Points clés
- Dans les services, la rentabilité se joue par mission, mais elle est souvent connue trop tard.
- Le taux d'occupation des consultants est le nerf de la guerre : chaque point compte sur la marge.
- Relier temps, staffing et facturation supprime la ressaisie et révèle la marge en temps réel.
- Dans un marché sous pression, le pilotage fin fait la différence entre deux cabinets comparables.
Une marge qui se joue mission par mission
Un cabinet de conseil ou une ESN vend du temps de compétence. Sa rentabilité ne se lit pas au niveau global, elle se joue mission par mission. Une mission bien staffée et bien facturée compense une autre qui dérape. Encore faut-il savoir laquelle dérape, et quand.
Le problème classique est que la marge d'une mission n'est connue qu'à la fin, parfois plusieurs mois après, une fois les temps consolidés et la facturation soldée. À ce stade, il est trop tard pour arbitrer. On découvre la perte au lieu de la corriger.

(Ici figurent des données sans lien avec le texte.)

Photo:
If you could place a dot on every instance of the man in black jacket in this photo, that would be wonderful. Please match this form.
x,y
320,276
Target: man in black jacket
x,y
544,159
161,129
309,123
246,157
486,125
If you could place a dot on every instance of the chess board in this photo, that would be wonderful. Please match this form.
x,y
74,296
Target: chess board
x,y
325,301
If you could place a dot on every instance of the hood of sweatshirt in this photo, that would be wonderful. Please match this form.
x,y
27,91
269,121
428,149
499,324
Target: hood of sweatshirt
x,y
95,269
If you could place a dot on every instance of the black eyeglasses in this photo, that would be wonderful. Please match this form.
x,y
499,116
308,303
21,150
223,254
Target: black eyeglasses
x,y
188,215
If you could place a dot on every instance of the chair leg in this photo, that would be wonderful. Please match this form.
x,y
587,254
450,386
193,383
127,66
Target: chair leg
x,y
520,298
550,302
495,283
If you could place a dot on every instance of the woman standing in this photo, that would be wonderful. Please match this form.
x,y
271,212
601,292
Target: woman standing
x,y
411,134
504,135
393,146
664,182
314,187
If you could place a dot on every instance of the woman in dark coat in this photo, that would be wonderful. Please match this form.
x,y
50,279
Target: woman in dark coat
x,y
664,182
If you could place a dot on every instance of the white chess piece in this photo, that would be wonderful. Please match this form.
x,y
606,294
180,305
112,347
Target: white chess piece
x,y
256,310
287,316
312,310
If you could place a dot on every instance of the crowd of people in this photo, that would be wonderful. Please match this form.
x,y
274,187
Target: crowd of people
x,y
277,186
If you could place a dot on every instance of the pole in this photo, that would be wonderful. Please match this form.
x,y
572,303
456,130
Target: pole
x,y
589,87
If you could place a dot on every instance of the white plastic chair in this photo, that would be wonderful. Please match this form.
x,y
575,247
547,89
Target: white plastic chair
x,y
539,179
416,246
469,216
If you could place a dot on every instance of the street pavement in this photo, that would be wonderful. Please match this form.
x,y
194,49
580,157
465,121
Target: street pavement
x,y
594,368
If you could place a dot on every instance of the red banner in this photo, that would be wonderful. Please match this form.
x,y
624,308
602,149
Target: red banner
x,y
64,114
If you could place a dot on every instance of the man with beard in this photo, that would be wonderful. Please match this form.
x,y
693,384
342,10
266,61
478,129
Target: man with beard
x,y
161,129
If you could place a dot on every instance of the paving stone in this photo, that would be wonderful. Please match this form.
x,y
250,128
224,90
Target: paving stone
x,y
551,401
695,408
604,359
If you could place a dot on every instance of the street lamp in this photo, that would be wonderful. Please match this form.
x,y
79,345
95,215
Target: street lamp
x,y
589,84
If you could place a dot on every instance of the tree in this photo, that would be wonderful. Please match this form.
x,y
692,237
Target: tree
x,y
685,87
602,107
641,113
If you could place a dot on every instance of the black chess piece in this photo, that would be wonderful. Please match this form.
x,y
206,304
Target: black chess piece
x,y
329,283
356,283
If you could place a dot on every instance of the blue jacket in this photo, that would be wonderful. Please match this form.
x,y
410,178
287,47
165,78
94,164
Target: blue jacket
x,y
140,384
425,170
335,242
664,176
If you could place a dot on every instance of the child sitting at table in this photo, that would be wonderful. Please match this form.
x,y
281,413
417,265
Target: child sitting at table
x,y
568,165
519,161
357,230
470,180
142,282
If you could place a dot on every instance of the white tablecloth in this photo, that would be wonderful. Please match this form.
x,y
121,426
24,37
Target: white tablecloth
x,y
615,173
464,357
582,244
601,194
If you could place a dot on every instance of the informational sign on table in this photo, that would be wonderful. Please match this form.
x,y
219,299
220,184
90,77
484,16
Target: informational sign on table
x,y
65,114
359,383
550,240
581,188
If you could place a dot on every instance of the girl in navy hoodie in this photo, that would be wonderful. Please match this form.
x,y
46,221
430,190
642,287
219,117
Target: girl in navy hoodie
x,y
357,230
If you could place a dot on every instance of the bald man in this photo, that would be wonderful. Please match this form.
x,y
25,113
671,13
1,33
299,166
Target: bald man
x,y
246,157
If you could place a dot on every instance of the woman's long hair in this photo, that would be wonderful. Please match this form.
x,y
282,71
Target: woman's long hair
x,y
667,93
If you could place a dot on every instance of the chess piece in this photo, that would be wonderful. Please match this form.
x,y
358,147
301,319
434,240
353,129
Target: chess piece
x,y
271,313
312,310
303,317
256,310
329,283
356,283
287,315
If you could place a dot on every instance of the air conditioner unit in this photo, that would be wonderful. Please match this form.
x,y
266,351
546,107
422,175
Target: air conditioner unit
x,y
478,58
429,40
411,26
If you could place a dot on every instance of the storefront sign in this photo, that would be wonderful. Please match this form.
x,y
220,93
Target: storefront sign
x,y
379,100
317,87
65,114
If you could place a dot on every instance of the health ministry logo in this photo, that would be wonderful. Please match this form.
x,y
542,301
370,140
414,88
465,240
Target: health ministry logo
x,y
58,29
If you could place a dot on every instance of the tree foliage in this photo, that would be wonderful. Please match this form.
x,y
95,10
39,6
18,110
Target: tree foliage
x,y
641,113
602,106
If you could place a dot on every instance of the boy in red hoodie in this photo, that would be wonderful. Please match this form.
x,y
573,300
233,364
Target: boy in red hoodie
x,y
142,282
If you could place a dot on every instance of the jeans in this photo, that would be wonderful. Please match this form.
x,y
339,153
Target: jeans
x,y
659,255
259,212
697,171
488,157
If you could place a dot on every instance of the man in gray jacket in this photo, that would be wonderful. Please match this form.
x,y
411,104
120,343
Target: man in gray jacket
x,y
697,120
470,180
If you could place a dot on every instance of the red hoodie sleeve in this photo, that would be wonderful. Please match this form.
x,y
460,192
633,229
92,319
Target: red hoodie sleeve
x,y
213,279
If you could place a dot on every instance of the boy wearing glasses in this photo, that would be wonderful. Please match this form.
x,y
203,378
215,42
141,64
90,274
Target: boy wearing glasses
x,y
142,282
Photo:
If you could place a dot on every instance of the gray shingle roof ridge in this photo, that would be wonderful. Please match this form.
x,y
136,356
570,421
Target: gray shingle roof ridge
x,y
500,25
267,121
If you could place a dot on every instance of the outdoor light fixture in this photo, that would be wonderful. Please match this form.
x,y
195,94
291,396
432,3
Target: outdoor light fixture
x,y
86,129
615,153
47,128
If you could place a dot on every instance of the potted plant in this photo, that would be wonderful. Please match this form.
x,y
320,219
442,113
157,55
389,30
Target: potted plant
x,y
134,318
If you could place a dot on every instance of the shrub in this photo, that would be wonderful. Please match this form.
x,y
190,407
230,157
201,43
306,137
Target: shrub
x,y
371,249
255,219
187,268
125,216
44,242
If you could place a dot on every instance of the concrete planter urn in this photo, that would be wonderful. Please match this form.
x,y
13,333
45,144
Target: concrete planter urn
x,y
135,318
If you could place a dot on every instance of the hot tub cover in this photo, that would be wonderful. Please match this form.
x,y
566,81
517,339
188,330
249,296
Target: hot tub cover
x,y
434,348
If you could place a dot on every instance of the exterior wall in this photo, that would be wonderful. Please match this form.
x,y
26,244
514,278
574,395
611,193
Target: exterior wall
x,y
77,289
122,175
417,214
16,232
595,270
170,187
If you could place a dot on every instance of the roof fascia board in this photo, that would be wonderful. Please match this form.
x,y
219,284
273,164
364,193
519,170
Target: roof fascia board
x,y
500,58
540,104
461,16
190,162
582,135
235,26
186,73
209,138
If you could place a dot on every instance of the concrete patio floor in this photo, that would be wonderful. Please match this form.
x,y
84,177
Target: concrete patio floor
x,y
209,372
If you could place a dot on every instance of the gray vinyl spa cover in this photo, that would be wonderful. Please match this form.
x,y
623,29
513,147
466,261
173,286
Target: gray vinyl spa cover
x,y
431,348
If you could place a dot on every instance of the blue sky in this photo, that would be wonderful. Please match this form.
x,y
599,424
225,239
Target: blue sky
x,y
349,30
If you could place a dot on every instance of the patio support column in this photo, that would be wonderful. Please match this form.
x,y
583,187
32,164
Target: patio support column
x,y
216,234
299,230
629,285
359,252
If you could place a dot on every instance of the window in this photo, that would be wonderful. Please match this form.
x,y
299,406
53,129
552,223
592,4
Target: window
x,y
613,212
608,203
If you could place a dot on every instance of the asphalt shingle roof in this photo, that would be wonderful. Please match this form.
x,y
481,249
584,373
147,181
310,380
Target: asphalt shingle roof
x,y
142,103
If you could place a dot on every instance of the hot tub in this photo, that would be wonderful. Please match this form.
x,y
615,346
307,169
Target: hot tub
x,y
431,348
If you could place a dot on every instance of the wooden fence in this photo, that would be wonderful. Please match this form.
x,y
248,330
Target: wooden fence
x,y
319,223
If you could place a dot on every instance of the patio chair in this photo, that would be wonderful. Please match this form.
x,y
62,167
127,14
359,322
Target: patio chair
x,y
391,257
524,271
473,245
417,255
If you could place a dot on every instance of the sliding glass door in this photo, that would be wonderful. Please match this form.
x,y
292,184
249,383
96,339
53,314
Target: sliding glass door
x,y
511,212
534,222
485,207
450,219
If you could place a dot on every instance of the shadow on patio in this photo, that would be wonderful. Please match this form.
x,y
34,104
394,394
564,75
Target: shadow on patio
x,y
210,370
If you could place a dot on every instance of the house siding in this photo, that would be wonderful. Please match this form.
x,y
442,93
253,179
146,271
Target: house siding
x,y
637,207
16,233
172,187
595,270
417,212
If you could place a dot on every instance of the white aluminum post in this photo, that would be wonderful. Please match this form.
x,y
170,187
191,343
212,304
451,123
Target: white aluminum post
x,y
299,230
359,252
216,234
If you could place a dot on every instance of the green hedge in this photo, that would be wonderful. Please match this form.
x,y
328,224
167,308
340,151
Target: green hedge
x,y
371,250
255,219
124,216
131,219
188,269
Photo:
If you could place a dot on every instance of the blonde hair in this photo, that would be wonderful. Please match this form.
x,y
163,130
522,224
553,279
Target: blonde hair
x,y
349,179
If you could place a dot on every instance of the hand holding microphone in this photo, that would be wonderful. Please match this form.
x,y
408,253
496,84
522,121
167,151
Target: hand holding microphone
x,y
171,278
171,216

Le vrai coupable : des données qui ne se parlent pas
Derrière ce retard, il y a presque toujours la même cause. Les feuilles de temps vivent sur des fichiers Excel individuels, envoyés en fin de mois. Le staffing se gère sur un autre tableau. La facturation part d'un troisième outil. Aucun de ces trois mondes ne parle aux autres, et le back-office passe son temps à faire le pont, avec des retards et des oublis.
Le résultat est double : une charge administrative lourde, et une information toujours en retard sur la réalité. On ne pilote pas, on constate.
Relier temps, staffing et facturation
L'apport d'un ERP comme Odoo est de mettre ces trois mondes sur la même base. Le consultant saisit son temps sur mobile ou web, en quelques secondes, sur des feuilles pré-remplies. Ce temps est valorisé au coût réel et rattaché à sa mission. La facturation se déclenche depuis ces temps validés, pour les missions en régie, ou depuis les jalons atteints, pour les forfaits.
À partir de là, chaque mission compare en continu le temps passé et les coûts au budget vendu. La marge se lit en temps réel, pas à la clôture. Un manager voit une mission s'écarter de sa trajectoire au bout de deux semaines et peut agir : réaffecter, cadrer un avenant, alerter le client. On repasse du constat au pilotage.
Le taux d'occupation, nerf de la guerre
Un indicateur mérite une attention particulière dans les services : le taux d'occupation, ou taux de staffing, c'est-à-dire la part du temps facturable réellement facturée. Les consultants entre deux missions, en intercontrat, coûtent sans produire. Dans les ESN françaises, ce taux d'intercontrat se situe en moyenne autour d'un consultant sur huit à un instant donné, selon les acteurs du secteur.
L'enjeu est considérable, parce que quelques points de taux d'occupation en plus se traduisent directement en points de marge. Or on ne pilote bien que ce qu'on voit. Une vue partagée des disponibilités, des compétences et des affectations permet d'anticiper les creux et de mieux vendre le temps disponible, plutôt que de le découvrir vide.
Un contexte de marché qui n'aide pas
Le pilotage fin n'est pas un luxe de confort, c'est une nécessité de période. Le marché des services numériques et du conseil a reculé en 2025, selon l'observatoire de Numeum, avant une reprise attendue mais fragile. Quand la croissance ne porte plus, la performance vient de l'intérieur : mieux staffer, mieux facturer, moins gaspiller de temps facturable.
Deux cabinets aux compétences comparables ne se distinguent alors plus par leur carnet d'adresses, mais par leur capacité à piloter. Celui qui voit sa marge en temps réel et son taux d'occupation au jour le jour prend des décisions que l'autre subit.
Ce qu'on retient
Pour un cabinet de conseil ou une ESN, l'enjeu n'est pas de saisir plus de reporting, c'est de relier ce qui est éparpillé pour connaître sa marge quand elle peut encore être corrigée. Temps, staffing et facturation sur une même base, c'est la fin de la ressaisie et le début du pilotage. Dans un marché sous pression, c'est souvent ce qui sépare un cabinet qui subit d'un cabinet qui décide. Le point de départ reste un cadrage sur votre modèle réel, régie et forfait compris.